Trockenheit und Hitze bringen auch Vorteile für den Weinbau
Trockenheit und Hitze können sich auf den Weinbau positiv auswirken. So werden Pilzkrankheiten eingedämmt und bei gewissen Rebsorten wird die Anreicherung von Zucker in den Trauben gefördert, wie Rebbau-Verantwortliche aus den Kantonen Luzern und Wallis zur Nachrichtenagentur Keystone-SDA sagen.
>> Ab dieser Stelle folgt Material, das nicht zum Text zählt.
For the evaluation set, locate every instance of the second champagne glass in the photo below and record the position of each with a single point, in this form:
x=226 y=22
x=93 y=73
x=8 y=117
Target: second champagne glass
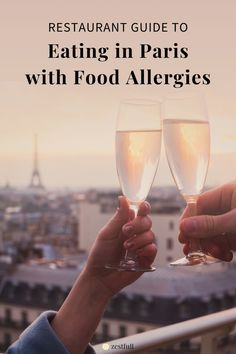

Die positiven Auswirkungen würden sich aber je nach der Topografie des Anbaugebiets, den Rebsorten und den Bewässerungsmassnahmen unterscheiden, heisst es. Grundsätzlich seien Reben im Vergleich zu anderen Ackerkulturen «trockenheitstoleranter», weil ihr Wurzelsystem Wasser auch aus tieferen Schichten erschliessen kann, sagt die Luzerner Rebbaukommissärin Nicole Theler.
Das hänge aber von der Topografie der Anbaugebiete ab, teilt die Walliser Kantonsönologin Nadine Bridy mit. Das Walliser Weinbaugebiet sei nicht homogen, sondern zeichne sich durch eine Vielfalt an Hanglagen und Höhenlagen aus, die überwiegend auf Böden mit sehr geringer Wasserspeicherkapazität liegen würden.
Von der Hitze und Trockenheit profitieren könnten spät reifende Rebsorten, wie Petit Arvine, Humagne Rouge und Blanche oder Cornalin im Wallis sowie Merlot, Blaufränkisch oder Cabernet Sauvignon in Luzern, heisst es aus den Weinbaugebieten. «Die grösste Herausforderungen betreffen eher die früh reifenden Rebsorten wie den Pinot Noir, deren Reifephase noch unter den hohen Temperaturen des Spätsommers stattfindet», so Bridy.
Theler wiederum nennt als problembehaftete Sorten Müller-Thurgau und den Sauvignon Blanc, der unter der Hitze an Frische und typischer Aromatik verlieren könne. Unter einem Wassermangel leiden würden aber vor allem Jungreben. Ihr Wachstum werde gebremst und im Extremfall könnten einzelne Pflanzen absterben.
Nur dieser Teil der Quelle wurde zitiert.